Comparing to a parameter-free model?

I’d like to compare predictions from a few different models to predictions of a parameter-free model. In more detail:

I’m comparing various models of similarity judgments between pairs of words. So the DV is a likert scale judgment from 1 (the pair of words are not at all similar) to 7 (the pair of words are very similar). My parameter-free model is just the cosine similarity between two words’ word2vec embeddings – you can evaluate this model by just correlating the cosine with the likert scale judgments of similarity. The different models I’m fitting basically learn weights on the different dimensions of word2vec. I’d like to be able to compare out-of-sample prediction accuracy between ordinary cosine similarity and these various fitted models, and show that the fitted models predict more accurately. Previously I had been doing that through explicit cross-validation, and getting out-of-sample spearman correlations for each model. But of course, refitting the model for k folds is costly, so I’d rather avoid that. I think I might be able to use something like the Vehtari LOO procedure, but I would need the approximate out of sample predictions, rather than the LOO score that pm.loo() provides.

Is something like what I have in mind feasible with pymc3?

It might not be exactly what you’re looking for, but you could simulate “out-of-sample” data via a posterior predictive check (PPC). This gives you data simulated from the posterior predictive distribution. That is, per iteration of the PPC, you take a random draw from your unobserved stochastics, then take a random draw from the observed stochastics, creating a replica of your original data.
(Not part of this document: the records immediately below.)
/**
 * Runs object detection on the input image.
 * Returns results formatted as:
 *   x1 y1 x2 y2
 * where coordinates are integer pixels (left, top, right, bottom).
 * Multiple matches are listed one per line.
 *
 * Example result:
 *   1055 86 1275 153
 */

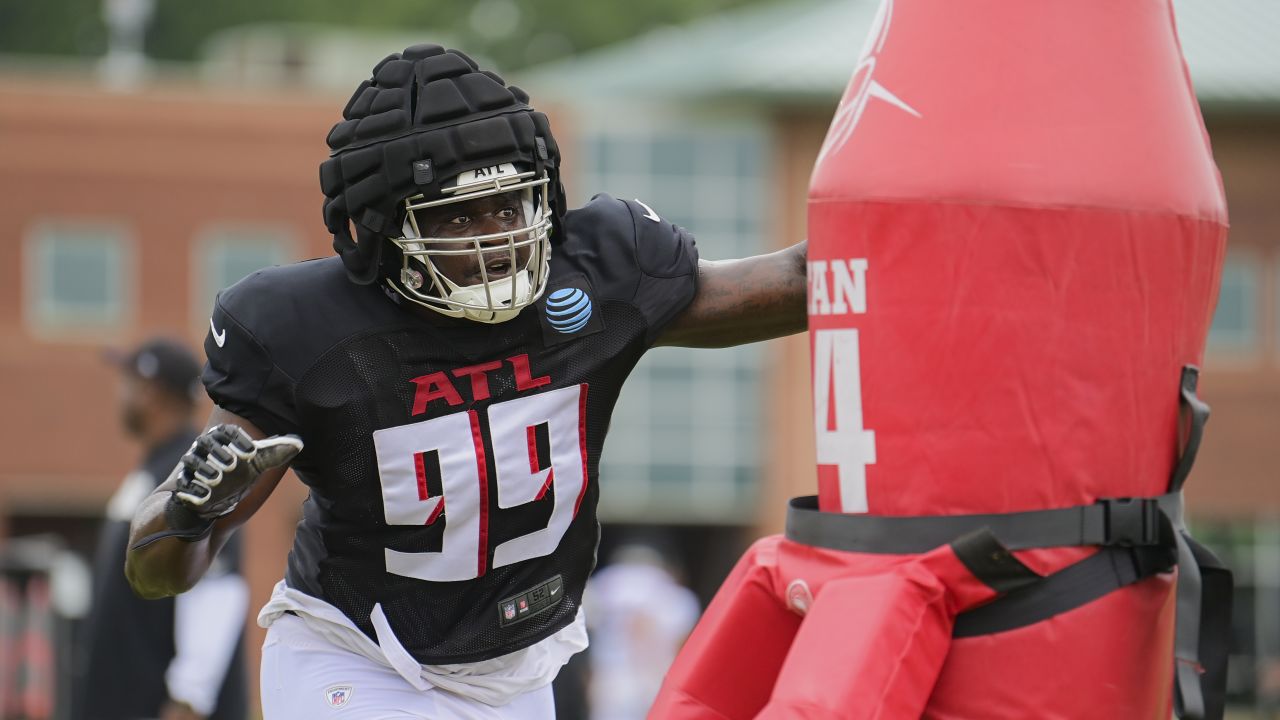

Unsure how you compare this to your parameter-free model, perhaps you could calculate the pointwise difference from your real data, and (hopefully) this quantity will be smaller, on average, than the difference between your data and the prediction from the parameter-free model?

Hi, @sammosummo. Thanks for the reply, but if I fit the model on a dataset and just do PPC on that same dataset, it’s not out of sample. What I had been doing was PPC through cross-validation – fitting on the training set, and then doing PPC on the held out data set, and doing this for every several test-train splits. But I’d like to avoid that because (a) it requires fitting the model k times (I’ve been doing k=5), which is slow, and (b) it doesn’t use all the data to fit the model, thus hurting the relative performance against the parameter-free model.